________________ CM . . . . Volume XVIII Number 15 . . . . December 9, 2011


Where Wild Horses Run.

Georgia Graham.
Markham, ON: Red Deer Press/Fitzhenry & Whiteside, 2011.
32 pp., hardcover, $18.95.
ISBN 978-0-88995-448-9.

Subject Heading:
Horse-Juvenile fiction.

Grades 1-3 / Ages 6-8.

Review by Gregory Bryan.

***½ /4



Every day the horses wander the meadows, grazing. Then Brown Foal spots movement in the forest. Has Gray Colt returned? Brown Foal prances excitedly. The mares stop grazing. Gold Stallion’s ears stand tall. Suddenly, several unknown mares and a foal appear out of the trees.

Brown Foal whinnies an alert, and Gold Stallion turns around as an enormous roan stallion thunders forward, powerful muscles rippling, his coat shining like the rising sun.

Where Wild Horses Run is an impressive new picture book by Red Deer Press. The book is about the wild horses of the Nemaiah Valley in British Columbia. The descriptive text and lavish illustrations follow one small band of wild horses. Much of the book focuses on the competition for life that is a never-ending aspect of wilderness settings. While searching for food, the horses face threats from a grizzly bear and, later, a cougar. Even among the horses there is life and death conflict.

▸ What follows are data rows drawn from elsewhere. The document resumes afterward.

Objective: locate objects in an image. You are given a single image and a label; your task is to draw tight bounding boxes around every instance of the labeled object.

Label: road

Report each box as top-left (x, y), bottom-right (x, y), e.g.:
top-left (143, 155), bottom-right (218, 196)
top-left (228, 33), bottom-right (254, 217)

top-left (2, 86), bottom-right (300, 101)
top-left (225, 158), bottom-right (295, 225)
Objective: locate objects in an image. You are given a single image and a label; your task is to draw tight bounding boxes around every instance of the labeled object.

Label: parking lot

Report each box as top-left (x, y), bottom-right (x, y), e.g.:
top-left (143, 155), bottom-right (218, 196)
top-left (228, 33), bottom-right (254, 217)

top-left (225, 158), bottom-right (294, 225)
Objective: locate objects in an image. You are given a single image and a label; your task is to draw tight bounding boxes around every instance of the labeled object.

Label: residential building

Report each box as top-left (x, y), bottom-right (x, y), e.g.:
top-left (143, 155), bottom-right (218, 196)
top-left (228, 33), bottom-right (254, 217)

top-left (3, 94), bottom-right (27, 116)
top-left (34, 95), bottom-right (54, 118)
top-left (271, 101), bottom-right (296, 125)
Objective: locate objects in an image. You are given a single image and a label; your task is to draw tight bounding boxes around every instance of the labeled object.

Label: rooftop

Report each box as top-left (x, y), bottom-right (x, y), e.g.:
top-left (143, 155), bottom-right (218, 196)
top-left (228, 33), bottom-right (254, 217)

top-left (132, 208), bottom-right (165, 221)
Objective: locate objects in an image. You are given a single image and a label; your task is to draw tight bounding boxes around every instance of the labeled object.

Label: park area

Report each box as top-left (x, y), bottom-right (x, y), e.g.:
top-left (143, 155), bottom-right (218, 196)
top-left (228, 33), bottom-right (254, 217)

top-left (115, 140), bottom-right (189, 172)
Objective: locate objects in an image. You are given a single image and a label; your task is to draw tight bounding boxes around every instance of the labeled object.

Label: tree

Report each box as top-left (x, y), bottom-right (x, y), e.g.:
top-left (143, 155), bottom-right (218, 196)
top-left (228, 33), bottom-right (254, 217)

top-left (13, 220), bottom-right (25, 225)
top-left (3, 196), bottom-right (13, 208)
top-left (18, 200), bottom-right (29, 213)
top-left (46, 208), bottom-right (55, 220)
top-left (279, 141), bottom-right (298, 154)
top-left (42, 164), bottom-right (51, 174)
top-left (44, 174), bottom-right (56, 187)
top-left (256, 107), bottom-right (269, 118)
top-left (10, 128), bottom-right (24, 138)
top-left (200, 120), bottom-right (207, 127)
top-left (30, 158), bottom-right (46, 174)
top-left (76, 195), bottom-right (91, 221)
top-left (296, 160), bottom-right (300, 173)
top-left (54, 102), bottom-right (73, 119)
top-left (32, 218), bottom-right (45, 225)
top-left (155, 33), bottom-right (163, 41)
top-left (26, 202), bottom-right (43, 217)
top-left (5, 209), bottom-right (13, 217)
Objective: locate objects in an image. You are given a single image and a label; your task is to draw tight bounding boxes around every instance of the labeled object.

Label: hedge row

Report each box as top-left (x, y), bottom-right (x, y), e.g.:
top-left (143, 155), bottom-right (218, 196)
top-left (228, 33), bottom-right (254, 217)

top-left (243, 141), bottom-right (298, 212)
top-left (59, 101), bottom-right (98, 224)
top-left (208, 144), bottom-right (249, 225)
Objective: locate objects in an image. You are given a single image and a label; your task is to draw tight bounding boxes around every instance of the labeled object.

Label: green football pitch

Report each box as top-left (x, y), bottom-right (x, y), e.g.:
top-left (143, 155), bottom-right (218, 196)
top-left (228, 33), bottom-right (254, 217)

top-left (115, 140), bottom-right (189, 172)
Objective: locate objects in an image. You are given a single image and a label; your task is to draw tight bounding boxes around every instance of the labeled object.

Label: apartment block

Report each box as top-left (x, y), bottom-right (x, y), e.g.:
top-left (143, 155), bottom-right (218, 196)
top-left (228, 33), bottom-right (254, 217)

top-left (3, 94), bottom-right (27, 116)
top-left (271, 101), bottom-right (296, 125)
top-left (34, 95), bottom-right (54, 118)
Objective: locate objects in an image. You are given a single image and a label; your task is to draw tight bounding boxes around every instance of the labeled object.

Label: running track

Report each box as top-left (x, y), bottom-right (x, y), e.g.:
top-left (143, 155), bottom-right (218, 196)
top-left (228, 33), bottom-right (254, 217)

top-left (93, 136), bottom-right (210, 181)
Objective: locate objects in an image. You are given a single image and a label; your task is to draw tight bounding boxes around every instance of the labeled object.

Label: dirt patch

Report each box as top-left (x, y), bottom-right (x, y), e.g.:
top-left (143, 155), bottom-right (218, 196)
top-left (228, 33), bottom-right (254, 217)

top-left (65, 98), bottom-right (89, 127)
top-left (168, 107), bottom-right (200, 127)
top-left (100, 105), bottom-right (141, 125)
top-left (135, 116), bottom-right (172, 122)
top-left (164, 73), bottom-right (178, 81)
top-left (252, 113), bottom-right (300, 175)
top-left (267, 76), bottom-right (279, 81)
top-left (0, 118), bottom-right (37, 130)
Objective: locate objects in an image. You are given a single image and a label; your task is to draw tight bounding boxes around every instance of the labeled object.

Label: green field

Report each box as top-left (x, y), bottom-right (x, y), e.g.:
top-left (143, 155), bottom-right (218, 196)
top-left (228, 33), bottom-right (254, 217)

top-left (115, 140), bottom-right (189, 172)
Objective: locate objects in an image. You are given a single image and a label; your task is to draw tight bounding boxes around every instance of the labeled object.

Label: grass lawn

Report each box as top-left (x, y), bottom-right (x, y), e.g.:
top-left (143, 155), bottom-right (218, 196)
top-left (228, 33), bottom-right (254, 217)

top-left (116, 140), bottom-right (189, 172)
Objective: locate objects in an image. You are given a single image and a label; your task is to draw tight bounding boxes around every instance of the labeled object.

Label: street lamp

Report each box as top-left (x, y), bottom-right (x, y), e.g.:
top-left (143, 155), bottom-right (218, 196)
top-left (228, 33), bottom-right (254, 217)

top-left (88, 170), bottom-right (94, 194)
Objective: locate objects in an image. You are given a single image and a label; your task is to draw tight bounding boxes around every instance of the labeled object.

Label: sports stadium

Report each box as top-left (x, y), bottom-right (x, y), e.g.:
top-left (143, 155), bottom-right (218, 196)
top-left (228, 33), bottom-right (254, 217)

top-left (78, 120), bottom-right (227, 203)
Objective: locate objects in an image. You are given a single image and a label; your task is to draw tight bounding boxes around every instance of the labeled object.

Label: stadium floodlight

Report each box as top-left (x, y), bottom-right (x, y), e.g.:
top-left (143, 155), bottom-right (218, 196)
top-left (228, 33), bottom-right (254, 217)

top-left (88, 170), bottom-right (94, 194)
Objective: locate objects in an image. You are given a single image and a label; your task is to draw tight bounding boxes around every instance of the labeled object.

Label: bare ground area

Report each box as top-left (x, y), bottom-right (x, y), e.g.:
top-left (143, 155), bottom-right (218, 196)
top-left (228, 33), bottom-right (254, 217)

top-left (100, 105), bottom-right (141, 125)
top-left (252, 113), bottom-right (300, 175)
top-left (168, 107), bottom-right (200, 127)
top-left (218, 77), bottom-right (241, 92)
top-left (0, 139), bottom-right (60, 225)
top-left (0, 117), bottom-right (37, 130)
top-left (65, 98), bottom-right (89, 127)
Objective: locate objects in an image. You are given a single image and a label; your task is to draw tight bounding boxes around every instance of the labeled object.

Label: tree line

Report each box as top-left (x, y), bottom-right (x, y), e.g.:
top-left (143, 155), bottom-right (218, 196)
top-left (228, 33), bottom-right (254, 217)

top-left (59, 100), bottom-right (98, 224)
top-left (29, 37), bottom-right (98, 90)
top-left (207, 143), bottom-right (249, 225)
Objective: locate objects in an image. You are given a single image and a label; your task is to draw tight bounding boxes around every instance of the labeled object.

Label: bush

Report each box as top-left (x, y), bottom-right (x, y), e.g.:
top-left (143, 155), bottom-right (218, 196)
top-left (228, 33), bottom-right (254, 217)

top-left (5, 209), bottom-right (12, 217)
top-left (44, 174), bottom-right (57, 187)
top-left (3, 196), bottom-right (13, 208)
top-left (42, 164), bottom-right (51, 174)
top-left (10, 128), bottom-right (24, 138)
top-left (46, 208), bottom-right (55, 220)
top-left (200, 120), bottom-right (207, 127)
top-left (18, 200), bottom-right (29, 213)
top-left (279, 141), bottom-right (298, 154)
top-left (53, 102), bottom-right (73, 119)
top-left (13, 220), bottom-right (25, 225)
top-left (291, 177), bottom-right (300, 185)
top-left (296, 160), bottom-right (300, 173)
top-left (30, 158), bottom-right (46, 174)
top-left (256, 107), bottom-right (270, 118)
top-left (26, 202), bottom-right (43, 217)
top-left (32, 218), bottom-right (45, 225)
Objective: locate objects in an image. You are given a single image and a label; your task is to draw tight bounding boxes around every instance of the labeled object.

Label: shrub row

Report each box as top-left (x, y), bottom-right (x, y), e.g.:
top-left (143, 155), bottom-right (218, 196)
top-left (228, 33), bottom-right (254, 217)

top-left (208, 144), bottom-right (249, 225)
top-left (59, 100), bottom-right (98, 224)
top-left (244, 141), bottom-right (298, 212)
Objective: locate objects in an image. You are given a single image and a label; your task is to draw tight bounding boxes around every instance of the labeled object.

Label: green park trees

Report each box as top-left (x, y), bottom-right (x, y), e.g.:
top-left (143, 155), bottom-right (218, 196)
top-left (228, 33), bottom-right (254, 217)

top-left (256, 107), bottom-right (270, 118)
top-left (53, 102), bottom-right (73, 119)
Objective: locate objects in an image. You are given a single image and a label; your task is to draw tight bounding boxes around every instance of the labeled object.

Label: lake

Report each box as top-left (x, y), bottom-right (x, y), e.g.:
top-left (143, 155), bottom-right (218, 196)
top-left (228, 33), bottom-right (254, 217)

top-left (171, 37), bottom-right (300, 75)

      Where Wild Horses Run was written and illustrated by Georgia Graham who visited the Nemaiah Valley to observe wild horses. Her visit was obviously an inspiring one for she has created an impressive, occasionally poignant book.

     Graham’s text is strong. She does a good job of showing, rather than telling. She shows the nervous anxiety of the horses through describing them as doing such things as prancing, snorting, whinnying, and stomping as they travel through grizzly bear country where there are “immense gashes” high on the trunks of trees and the bears’ scent “lingers on the tree bark.”

     Graham is careful to avoid anthropomorphism. One of the ways that she does this is by merely identifying the horses, rather than giving them names beyond their appearance or role within their herd. Brown Foal is the central “character,” while Gold Stallion, Roan Stallion, Gray Colt, Lead Mare, and Old Gray Stallion also play important roles.

     Despite the large illustrations—with many of them expanding across the double page spread—the black text appears always on a white-space background. This facilitates ease of reading and increases the suitability of the book to its young target audience.

internal art      In most of the illustrations, the horses are facing and moving across the page from left to right. This depiction, of course, parallels the left to right movement of the text. This compatibility of text and artwork moves the book forward in a manner consistent with the notion of wild horses running free. I also enjoyed the word choices Graham employed to depict movement. She writes of the horses bolting, bursting onto a meadow, and “swerving trees and leaping boulders.” She describes the grizzly bear lumbering and, elsewhere, the cougar springs. The rushing river has a “roaring fury.” Everything suggests movement and activity.

     The primary illustrations are augmented by decorative additions, including small pictures of a bluebird, deer, eagles, and a beaver. Their absence would not be noticed, but their presence adds to the visual appeal of the book and also reflects the abundance of life in the wilderness.

     Graham’s subtle colour palette reflects the slowly awakening spring. The mountains are not yet ablaze with colour. The sombre skies, dull grasses, and sparse foliage also suggest the on-going struggle for life in the wild.

     Unfortunately, I doubt the plausibility of the ending of the book. It is a nice, neat ending but is an unnecessary “feel good” addition that detracts from Graham’s work. I suspect that it is considerably more likely that, if the life of a foal was endangered, it would be the foal’s mother that would provide protection, rather than a colt that disappeared after it was driven from the herd.

     I am confident that this book will appeal to many horse-loving girls. Additionally, however, the story contains enough conflict and drama that it will also appeal to many boys. Parents will enjoy the quality of the artwork and the vivid text and will happily return to this book for repeated readings.

Highly Recommended.

Gregory Bryan is a professor of literacy education and children’s literature in the Faculty of Education at the University of Manitoba.